Pivotal Knowledge Base

Follow

How to cancel restore gpdbrestore job

Environment

Product Version
Pivotal Greenplum (GPDB) 4.3.x
OS RHEL 6.x
Others  

Purpose

This article explains step by step approach to cancel a gpdbrestore

Cause

Killing a gpdbrestore on the master server (mdw) does not terminate the restore completely and leaves orphaned restore agents on the segment servers still running.

Procedure

Are we killing this restore because we think the restore is hanging and do not have a clue if it is progressing or on which stage of the restore it is?

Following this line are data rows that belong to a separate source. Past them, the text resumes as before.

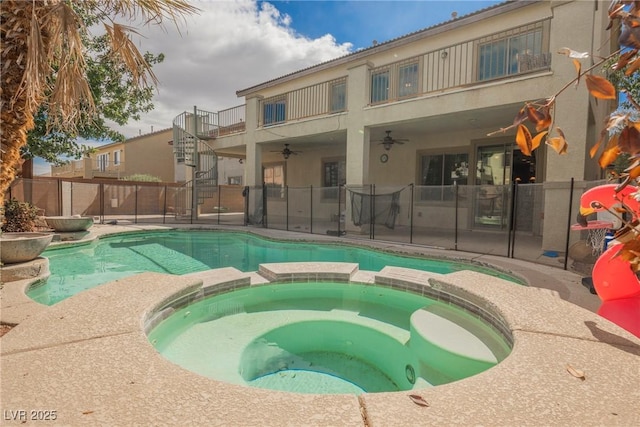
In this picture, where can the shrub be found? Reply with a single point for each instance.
(19, 216)
(142, 178)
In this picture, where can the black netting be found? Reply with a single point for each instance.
(377, 208)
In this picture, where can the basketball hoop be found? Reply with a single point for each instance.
(597, 231)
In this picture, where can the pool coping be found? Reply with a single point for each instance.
(88, 359)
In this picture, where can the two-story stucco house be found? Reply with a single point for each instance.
(147, 154)
(419, 110)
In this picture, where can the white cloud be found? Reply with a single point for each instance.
(230, 45)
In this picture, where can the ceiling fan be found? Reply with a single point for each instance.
(286, 152)
(388, 141)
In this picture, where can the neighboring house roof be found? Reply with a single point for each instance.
(128, 140)
(453, 23)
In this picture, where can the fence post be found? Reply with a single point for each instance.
(455, 216)
(569, 219)
(101, 203)
(245, 194)
(513, 220)
(311, 205)
(164, 207)
(411, 214)
(135, 208)
(339, 208)
(372, 209)
(219, 202)
(264, 206)
(59, 197)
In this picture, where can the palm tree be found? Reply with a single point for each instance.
(42, 61)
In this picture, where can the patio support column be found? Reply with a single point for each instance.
(580, 118)
(253, 162)
(358, 144)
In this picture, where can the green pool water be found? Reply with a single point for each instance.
(326, 338)
(80, 267)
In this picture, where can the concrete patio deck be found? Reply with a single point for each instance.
(88, 359)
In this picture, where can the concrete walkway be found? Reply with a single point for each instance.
(87, 361)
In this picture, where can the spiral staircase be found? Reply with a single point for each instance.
(191, 133)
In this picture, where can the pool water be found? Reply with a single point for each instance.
(80, 267)
(327, 338)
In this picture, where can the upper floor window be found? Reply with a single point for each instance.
(273, 176)
(438, 170)
(380, 86)
(333, 175)
(103, 161)
(274, 111)
(408, 80)
(511, 55)
(338, 97)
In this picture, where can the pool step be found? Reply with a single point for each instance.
(218, 276)
(294, 271)
(456, 344)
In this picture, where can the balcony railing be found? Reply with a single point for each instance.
(323, 98)
(107, 170)
(74, 168)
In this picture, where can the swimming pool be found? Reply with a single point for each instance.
(327, 338)
(80, 267)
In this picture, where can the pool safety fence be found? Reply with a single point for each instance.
(523, 221)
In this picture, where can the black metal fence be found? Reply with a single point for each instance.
(526, 221)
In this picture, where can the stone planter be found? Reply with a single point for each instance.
(22, 247)
(67, 224)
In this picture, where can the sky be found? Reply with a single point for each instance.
(236, 44)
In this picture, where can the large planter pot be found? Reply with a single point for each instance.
(67, 224)
(22, 247)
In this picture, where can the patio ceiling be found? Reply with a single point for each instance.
(487, 119)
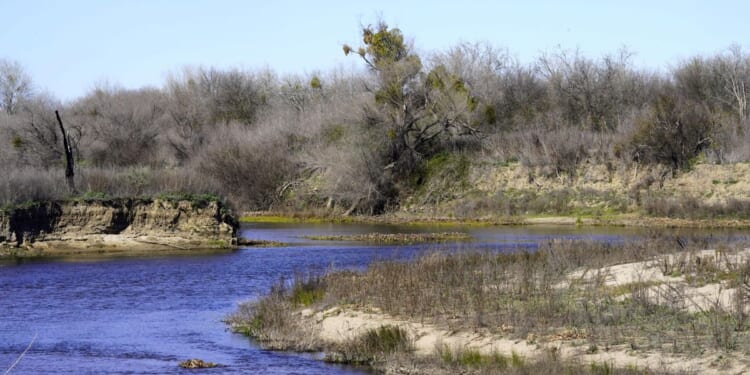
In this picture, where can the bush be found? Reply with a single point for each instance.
(674, 133)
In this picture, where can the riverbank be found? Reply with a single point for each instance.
(624, 220)
(644, 308)
(117, 226)
(487, 193)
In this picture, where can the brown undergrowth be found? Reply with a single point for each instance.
(537, 297)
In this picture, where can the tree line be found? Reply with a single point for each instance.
(361, 140)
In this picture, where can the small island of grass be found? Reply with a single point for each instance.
(396, 238)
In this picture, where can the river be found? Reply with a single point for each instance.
(143, 315)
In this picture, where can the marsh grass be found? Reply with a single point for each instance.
(395, 238)
(527, 293)
(373, 345)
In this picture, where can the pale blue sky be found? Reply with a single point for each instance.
(68, 46)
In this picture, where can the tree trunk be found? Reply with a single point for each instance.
(69, 174)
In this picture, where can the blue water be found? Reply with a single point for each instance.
(143, 315)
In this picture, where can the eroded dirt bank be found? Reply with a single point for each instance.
(115, 225)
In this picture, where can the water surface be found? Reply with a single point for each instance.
(143, 315)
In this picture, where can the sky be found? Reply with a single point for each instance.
(68, 47)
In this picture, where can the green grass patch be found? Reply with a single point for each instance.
(395, 238)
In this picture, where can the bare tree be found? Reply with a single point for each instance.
(69, 173)
(734, 70)
(15, 85)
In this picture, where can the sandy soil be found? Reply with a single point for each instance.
(340, 324)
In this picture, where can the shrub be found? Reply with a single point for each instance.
(673, 133)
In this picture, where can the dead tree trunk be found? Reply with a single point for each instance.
(69, 174)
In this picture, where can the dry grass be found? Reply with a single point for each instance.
(396, 238)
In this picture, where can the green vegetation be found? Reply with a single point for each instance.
(531, 294)
(409, 132)
(372, 346)
(396, 238)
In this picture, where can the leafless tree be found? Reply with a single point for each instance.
(15, 85)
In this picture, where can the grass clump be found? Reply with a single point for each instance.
(372, 346)
(473, 358)
(395, 238)
(199, 200)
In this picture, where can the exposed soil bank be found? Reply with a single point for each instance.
(115, 225)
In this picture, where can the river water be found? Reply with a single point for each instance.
(143, 315)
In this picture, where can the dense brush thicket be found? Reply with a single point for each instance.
(367, 136)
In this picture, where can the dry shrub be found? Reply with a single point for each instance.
(247, 166)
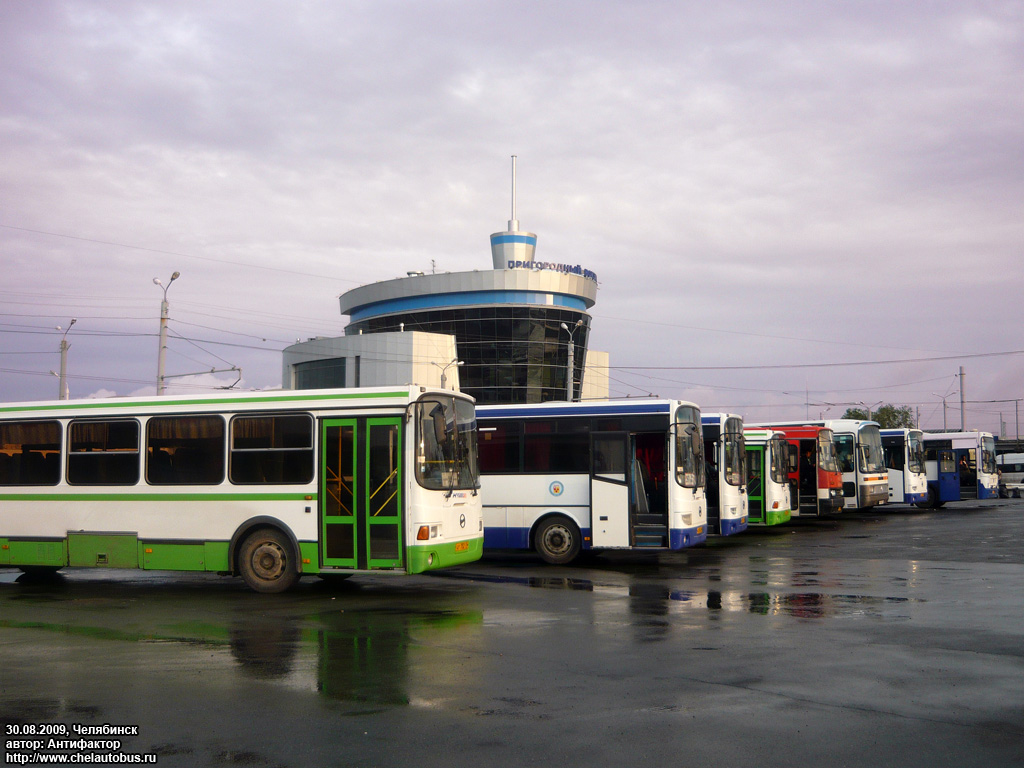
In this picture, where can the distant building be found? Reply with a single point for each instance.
(506, 326)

If yes then please refer to below KB article first

Troubleshooting long running gpcrondump jobs

If we have already troubleshooted the restore progress using the above KB and we would still want to go ahead and cancel the restore then do the below steps

1. Get the PID of the gpdbrestore process running on the Master

ps -ef | grep gpdbrestore | grep -v grep

[gpadmin@mdw gpadmin]$ ps -ef | grep gpdbrestore | grep -v grep
gpadmin 26523 11385 1 10:35 pts/3 00:00:00 python /usr/local/GP-4.3.8.1/bin/gpdbrestore -t 20160923103359 --redirect demo

ps -ef | grep gpdbrestore | grep -v grep | awk '{print $2}'

[gpadmin@mdw gpadmin]$ ps -ef | grep gpdbrestore | grep -v grep | awk '{print $2}'
26523

2. Once verified that the above PID is correct, move ahead with the kill (You would see "Terminated" if tailing the gpdbrestore log or viewing it interactively on the screen)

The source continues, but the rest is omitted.